Do you remember Pinocchio, the little wooden boy carved from a piece of pine by the woodcarver, Geppetto? Even though Pinocchio dreamt of becoming a real boy, there was very little real about him – except that he had a nasty habit of lying. Whenever he lied, his nose grew. If he told a whopper, it grew very long, while a little white lie caused only a little growth.
According to Dr. Chuck Borsellino, the author of Pinocchio Parenting, many adults suffer from Pinocchio's problem. No, they're not blatant liars, and their noses don't grow, but they use false clichés to teach their kids, which can be problematic.
Before you think you couldn't possibly be a "Pinocchio Parent," check out these four common lies that adults tell their children. While people may repeat these untruths at any time, I've broken them down by ages and stages for extra insight.
"Yes, Honey, there is a Santa Claus."
During the Christmas holidays, tiny tots all over the United States gather in shopping malls to sit on Santa's lap. Soon, with a little coaching from Mom and Dad, our littlest citizens believe in the magic man in the red hat and long, white flowing beard.
You might be thinking, OK, wait a minute! What's wrong with Santa? He is part of the magic of Christmas. Granted, many people agree that there isn't anything wrong with St. Nick, including Dr. Dobson, the founder of Focus on the Family. "I wouldn't take that away from early childhood. My kids loved Santa."
While Dr. Borsellino agrees with Dobson that play and fantasy are a fun part of childhood, the main lesson parents should glean from Santa is to be "careful telling your kids anything that you'll have to un-tell them later."
"What's on the inside is what matters."
The first time that Julia came home from middle school crying because her classmates ridiculed her about her "elephant-size" ears, her mother tried to comfort her by saying, "Sweetheart, it's what's on the inside that matters."
While this sounds like a good argument because what's on the inside does matter to God, the truth is that we in the United States have a beauty bias. And, according to Borsellino, "We lie [to our kids] when we don't face that."
What can a parent do when teens, especially girls, are demoralized by the world's message that you don't matter if you don't look like a movie star? While a parent does not want to emphasize outward appearances, Borsellino believes parents should teach kids to make the most of what God gave them. "If the barn door needs painting, paint it," he says. We should also eat healthy and exercise to take care of our bodies. Of course, making the most of our outward appearance should never be done at the expense of faith or character.
"The best things in life are free."
When your children start to grow, it's natural for you to want to teach them to be grateful. You want them to value the little things in life, right? For this reason, just about every parent tells their kids, "The best things in life are free."
While this may sound good, the question is this: when is the last time you really valued something that was free? It's probably been a long time, or it may have never happened. The truth is that anything that is worth something costs something.

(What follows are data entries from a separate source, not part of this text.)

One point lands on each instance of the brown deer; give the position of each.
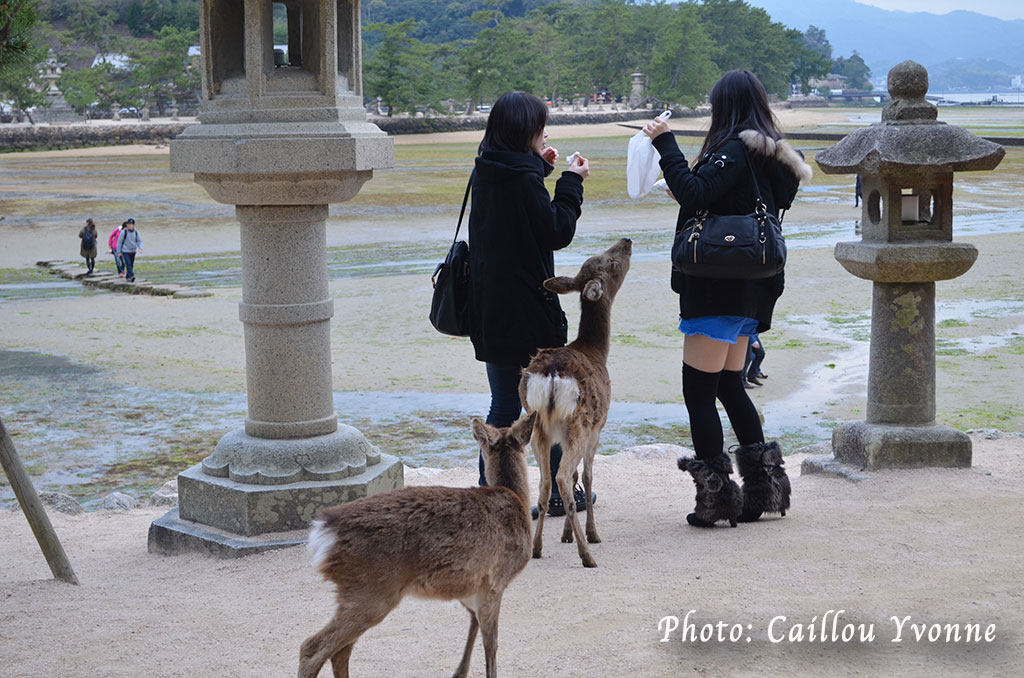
(569, 390)
(461, 544)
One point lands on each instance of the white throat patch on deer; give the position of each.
(570, 391)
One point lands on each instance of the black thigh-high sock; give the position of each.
(699, 389)
(742, 414)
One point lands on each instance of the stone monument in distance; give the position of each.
(280, 139)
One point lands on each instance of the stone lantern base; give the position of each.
(875, 447)
(227, 519)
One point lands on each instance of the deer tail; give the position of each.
(322, 540)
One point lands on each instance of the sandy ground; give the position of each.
(938, 546)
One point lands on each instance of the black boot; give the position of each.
(718, 496)
(766, 486)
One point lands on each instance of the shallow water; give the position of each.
(79, 431)
(391, 258)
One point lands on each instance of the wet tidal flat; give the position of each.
(108, 391)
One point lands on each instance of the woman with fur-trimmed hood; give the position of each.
(718, 316)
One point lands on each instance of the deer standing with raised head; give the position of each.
(461, 544)
(569, 390)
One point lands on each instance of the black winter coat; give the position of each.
(722, 184)
(514, 227)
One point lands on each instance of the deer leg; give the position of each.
(542, 453)
(566, 500)
(463, 669)
(335, 640)
(570, 514)
(488, 628)
(588, 478)
(339, 663)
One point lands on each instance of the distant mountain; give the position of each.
(885, 38)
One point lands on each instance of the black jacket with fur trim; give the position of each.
(514, 227)
(720, 182)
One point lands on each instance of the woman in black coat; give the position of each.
(514, 228)
(718, 316)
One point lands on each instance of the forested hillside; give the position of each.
(420, 52)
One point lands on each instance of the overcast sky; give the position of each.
(998, 8)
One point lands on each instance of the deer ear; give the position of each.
(523, 429)
(486, 435)
(560, 285)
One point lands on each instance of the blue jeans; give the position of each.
(506, 408)
(129, 258)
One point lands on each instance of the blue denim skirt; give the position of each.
(720, 328)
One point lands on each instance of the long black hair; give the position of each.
(514, 122)
(738, 101)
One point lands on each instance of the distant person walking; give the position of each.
(129, 244)
(112, 243)
(89, 248)
(755, 356)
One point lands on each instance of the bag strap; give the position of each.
(759, 204)
(462, 212)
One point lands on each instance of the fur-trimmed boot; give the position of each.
(766, 486)
(718, 496)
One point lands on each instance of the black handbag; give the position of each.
(450, 304)
(731, 247)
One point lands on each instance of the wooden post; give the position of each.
(34, 511)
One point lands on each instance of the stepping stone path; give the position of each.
(76, 271)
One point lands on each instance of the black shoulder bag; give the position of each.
(450, 304)
(731, 247)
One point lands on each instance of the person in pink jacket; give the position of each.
(112, 243)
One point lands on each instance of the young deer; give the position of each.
(442, 543)
(570, 391)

It costs courage, dedication, money, sacrifice or relational commitment.
The college graduate who studied for years will tell you they value their diploma. The husband and wife who have worked their way out of a deep marital ditch will tell you that a healthy marriage isn't free. The young pastor who works two jobs to keep his congregation afloat will say that it costs dedication.
So you see, the truth is that the best things in life aren't free, and according to Dr. Borsellino, "Whatever you earn cheaply, you will also value to the same degree." No doubt, this is a great truth to teach your kids.
"You can be anything you want to be."
When parents want to encourage their teens about finding a career they often say, "You can be anything you want to be." Is it a lie? Absolutely.
"The truth is, if you're 4'9," says Borsellino, "you can't play in the NBA."It is also true that we have more opportunities in the United States than just about anywhere else in the world, but no one can be whatever they want. A skilled engineer will probably go crazy trying to write a book, and an artist would most likely go bananas if she had to crunch numbers for a living. Yes, God has given everyone gifts, but no one has every gift.
Rather than tell kids they can be whatever they want, Dr. Borsellino suggests that parents ask themselves, "What kind of gifts and talents can I fertilize in my children?" In other words, how can I encourage growth of the particular gifts, talents and bents that God has placed in each of my children? Parents should also teach their kids to strive for excellence by doing their best with whatever skills and talents God has given them.
Most importantly, Borsellino wants his readers to know that the most dangerous lie is not one we tell our kids, but the one we tell ourselves. It's when we say, "I don’t matter." No doubt, this lie will rob parents who believe it of their ability to parent effectively.
The greatest proof that we do matter is the cross. Through Christ's act of unconditional love, God said, "You mean the world to me, even if the world says you don't matter." Not only is this one of the greatest truths that parents should embrace, but it's one they can share with their children, at any age or stage.